Chiusure

Frammentare l’oggetto, scomporlo, sottrarlo alla sua unità compositiva, mettendone in rilievo l’unicità espressiva, vitale, quasi in un’ossessiva ricerca di quell’anima, quella voce che la materia in sé tace, ma che appare sorprendentemente bisbigliare, fino a parlare, nelle fotografie.
In questa raccolta, le immagini diventano tela coloratissima, drammatica, quadrata. Sono ritratti di volti, che parlano, o restano serenamente silenti, o che addirittura paiono gridare, portatori del tempo che, inesorabilmente, passando, li ha segnati, corrugati. Il portale come oggetto, diviene organico, diventa viso, ora pelle, diviene storia, narrazione delle mille voci, dei mille passaggi avvenuti attraverso di esso, delle mille mani che lo hanno toccato, di arrivi, di partenze. Testimone silente nel suo essere, qui prende vita e indossa gli abiti del narratore, testimone parlante dell’amore, della cura ricevuti o negati, costanti o saltuari, veri o strumentali. Come ognuno di noi, attraverso il proprio “volto”, può dire di sé, può emozionare, suscitare simpatia o antipatia, vigore o rassegnazione, speranza o disillusione.

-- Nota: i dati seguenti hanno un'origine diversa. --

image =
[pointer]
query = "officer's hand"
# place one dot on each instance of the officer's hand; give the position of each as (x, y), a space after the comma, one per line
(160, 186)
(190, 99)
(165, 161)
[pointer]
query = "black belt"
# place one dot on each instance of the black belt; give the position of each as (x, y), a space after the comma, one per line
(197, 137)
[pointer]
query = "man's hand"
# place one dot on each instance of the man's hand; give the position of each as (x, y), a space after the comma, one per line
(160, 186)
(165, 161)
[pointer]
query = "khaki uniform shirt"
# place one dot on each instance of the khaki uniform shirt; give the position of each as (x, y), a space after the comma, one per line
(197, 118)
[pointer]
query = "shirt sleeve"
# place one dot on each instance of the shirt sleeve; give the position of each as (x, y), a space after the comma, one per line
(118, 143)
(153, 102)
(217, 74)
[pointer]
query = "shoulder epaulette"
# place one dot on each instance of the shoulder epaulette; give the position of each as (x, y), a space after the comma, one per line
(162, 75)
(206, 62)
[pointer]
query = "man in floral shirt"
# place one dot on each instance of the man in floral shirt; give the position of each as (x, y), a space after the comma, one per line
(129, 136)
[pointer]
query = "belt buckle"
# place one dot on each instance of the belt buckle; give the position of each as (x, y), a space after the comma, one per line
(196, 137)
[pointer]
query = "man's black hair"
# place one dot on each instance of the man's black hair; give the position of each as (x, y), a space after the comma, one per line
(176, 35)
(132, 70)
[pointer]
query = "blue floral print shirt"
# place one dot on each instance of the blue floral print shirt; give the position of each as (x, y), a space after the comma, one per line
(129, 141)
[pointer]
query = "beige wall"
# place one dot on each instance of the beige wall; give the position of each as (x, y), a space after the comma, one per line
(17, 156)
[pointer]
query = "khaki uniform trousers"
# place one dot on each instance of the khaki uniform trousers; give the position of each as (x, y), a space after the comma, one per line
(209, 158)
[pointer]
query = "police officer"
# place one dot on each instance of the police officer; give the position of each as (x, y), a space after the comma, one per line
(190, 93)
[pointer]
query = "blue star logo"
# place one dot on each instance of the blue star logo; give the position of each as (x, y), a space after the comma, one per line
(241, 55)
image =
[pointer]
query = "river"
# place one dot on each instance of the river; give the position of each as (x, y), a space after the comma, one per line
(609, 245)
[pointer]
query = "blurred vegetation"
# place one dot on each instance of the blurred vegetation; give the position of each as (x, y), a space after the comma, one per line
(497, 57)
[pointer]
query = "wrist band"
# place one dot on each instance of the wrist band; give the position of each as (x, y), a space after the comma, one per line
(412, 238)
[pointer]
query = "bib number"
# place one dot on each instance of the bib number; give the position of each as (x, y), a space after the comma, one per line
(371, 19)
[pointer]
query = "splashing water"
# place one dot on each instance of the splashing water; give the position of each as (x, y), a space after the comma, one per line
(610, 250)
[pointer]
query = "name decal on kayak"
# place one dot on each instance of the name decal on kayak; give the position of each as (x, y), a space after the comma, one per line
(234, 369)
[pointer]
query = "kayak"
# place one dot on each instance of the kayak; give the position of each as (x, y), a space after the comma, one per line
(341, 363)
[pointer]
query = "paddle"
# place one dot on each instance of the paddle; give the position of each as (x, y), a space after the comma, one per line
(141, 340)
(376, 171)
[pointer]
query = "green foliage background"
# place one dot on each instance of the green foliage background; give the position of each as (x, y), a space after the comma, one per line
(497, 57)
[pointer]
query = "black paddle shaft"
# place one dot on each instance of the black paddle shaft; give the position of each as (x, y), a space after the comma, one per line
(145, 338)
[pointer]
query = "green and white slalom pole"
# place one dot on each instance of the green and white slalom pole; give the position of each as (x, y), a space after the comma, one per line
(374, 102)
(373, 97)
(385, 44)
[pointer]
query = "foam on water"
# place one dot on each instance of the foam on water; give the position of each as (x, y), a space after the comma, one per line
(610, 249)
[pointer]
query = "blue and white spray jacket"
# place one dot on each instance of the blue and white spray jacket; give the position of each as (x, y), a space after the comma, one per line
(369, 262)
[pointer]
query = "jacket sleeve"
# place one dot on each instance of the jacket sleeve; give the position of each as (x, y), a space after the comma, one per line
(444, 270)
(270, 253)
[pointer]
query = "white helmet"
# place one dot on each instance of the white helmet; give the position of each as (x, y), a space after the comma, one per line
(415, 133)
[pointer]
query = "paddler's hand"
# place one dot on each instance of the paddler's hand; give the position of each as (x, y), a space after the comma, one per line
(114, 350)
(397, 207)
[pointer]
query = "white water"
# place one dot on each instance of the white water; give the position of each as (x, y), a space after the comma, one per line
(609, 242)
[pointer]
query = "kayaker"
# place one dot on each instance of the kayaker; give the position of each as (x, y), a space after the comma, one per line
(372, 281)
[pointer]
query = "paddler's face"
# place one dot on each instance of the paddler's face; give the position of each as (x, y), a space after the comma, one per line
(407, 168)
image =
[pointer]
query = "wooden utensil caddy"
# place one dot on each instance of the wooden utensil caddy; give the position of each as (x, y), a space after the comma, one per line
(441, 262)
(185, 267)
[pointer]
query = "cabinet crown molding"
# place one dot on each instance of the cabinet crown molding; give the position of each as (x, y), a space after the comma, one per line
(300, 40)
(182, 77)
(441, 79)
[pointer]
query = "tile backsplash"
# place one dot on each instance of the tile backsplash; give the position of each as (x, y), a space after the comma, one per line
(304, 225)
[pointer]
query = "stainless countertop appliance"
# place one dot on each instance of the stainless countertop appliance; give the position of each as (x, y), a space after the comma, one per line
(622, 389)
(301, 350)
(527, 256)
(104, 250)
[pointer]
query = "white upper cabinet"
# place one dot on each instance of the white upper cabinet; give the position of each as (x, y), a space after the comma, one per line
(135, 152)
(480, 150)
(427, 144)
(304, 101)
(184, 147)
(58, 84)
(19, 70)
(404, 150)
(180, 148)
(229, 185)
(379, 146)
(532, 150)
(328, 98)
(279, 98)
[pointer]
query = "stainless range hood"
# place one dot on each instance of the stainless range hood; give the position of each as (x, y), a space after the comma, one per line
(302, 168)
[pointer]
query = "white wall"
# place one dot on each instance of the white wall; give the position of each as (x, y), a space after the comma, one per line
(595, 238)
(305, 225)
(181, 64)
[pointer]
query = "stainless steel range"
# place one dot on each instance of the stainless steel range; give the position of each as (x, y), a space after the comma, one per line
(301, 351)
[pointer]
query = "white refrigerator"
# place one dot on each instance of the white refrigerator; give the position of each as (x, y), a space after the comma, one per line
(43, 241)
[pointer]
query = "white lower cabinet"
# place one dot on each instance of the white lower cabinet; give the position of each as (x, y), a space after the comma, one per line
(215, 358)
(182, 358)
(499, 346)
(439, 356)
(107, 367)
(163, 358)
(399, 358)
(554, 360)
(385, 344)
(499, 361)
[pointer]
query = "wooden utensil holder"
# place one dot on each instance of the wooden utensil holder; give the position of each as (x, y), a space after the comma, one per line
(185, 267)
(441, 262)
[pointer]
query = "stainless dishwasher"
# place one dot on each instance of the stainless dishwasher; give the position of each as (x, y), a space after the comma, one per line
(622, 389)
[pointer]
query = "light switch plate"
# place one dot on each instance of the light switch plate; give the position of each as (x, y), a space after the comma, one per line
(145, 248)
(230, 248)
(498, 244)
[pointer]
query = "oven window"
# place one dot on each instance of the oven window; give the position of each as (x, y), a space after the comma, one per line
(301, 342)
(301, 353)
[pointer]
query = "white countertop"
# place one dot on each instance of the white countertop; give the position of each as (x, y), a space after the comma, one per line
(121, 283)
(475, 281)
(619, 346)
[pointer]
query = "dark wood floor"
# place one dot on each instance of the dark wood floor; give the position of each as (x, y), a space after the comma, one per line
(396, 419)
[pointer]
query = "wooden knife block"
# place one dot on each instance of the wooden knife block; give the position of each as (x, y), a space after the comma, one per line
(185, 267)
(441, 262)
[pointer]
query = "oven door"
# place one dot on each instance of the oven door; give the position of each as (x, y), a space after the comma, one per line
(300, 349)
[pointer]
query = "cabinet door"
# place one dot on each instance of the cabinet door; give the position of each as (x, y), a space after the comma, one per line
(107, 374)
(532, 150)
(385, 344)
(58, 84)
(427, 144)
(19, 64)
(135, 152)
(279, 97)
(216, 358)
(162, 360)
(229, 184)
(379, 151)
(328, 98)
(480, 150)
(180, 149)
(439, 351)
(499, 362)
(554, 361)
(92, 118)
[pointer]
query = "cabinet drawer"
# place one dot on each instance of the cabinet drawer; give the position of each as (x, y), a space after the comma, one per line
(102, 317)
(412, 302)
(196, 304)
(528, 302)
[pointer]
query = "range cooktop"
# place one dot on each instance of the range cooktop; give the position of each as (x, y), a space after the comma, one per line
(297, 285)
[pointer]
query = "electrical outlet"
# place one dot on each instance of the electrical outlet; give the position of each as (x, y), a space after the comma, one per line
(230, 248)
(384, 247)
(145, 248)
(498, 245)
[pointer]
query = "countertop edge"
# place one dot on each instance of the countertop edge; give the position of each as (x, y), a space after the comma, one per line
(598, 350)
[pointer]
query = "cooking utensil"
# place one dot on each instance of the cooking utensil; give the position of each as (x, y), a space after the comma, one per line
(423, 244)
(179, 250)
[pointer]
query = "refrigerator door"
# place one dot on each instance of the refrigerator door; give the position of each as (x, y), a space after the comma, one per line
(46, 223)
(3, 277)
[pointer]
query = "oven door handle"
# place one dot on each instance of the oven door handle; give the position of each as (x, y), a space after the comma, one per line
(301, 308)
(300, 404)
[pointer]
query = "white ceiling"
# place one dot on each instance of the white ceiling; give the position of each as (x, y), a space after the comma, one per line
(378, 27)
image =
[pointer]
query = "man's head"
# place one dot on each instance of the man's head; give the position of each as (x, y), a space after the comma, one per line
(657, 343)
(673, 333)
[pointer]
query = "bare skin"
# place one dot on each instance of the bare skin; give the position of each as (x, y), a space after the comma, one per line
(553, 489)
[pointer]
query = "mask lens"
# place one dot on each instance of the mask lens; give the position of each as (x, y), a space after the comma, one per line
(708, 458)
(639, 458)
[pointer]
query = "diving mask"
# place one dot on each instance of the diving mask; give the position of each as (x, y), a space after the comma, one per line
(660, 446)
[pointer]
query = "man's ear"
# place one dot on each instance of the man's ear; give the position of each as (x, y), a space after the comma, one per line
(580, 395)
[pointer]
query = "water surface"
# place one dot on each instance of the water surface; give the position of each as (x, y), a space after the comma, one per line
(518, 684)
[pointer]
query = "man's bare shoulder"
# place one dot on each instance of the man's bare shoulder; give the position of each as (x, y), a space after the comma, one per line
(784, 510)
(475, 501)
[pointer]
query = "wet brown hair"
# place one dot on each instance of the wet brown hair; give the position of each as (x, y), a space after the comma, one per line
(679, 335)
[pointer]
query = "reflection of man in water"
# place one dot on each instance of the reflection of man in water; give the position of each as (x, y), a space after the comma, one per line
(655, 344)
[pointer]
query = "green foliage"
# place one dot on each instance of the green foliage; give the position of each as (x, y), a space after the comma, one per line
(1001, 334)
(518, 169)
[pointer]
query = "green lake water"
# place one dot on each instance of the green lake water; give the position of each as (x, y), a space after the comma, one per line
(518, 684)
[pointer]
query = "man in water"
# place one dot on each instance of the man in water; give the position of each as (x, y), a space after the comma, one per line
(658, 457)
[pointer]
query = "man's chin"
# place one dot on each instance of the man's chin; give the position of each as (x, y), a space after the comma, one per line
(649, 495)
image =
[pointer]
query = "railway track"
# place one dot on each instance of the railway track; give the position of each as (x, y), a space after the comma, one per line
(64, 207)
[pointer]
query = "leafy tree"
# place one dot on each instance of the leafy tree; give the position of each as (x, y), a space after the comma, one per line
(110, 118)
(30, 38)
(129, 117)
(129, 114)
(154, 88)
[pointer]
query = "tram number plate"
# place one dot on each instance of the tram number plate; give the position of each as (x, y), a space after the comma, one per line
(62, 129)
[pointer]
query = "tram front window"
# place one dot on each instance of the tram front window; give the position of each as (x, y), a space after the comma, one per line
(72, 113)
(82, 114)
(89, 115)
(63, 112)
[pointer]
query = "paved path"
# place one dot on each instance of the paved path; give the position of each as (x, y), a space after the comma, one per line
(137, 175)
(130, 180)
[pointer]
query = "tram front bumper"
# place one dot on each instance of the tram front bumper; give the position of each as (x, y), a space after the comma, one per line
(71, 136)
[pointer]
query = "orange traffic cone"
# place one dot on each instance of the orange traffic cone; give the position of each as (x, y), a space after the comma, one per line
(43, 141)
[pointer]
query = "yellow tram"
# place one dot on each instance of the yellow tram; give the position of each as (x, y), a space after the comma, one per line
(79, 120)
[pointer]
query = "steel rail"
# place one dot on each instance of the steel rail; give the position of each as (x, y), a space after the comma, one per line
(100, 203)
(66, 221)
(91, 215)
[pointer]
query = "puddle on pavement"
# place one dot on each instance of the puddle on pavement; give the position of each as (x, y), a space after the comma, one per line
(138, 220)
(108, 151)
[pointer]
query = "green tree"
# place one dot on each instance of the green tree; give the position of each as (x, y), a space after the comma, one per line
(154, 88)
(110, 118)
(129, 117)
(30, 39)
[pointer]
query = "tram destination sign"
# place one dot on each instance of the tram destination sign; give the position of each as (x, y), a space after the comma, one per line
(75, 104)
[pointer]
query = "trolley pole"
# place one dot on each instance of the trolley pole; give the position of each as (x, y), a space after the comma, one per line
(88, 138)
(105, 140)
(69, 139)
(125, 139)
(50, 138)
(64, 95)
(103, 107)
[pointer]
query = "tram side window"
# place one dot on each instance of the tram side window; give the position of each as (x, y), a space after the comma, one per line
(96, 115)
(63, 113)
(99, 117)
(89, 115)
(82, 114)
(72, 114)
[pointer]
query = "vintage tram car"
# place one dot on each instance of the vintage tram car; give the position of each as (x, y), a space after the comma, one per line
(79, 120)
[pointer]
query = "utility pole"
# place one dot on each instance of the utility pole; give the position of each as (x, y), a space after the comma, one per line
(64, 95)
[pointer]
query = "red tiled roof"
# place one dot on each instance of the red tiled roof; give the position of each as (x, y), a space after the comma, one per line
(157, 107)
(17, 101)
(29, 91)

Priva di pregiudizio e di schematico confine tra ciò che è possibile e ciò che è impossibile, la raffinata e cristallina sensibilità di questa raccolta veicola l’osservatore in una dimensione panpsichica, che rap-presenta “la cosa” come dotata di pensiero, di anima, di memoria, in cui la dignità d’essere, la capacità emotiva, emozionante, smette d’essere prerogativa dell’uomo.
Davanti a questi portali ci si chiede: “sono io che assomiglio a loro o sono loro che assomigliano a me?”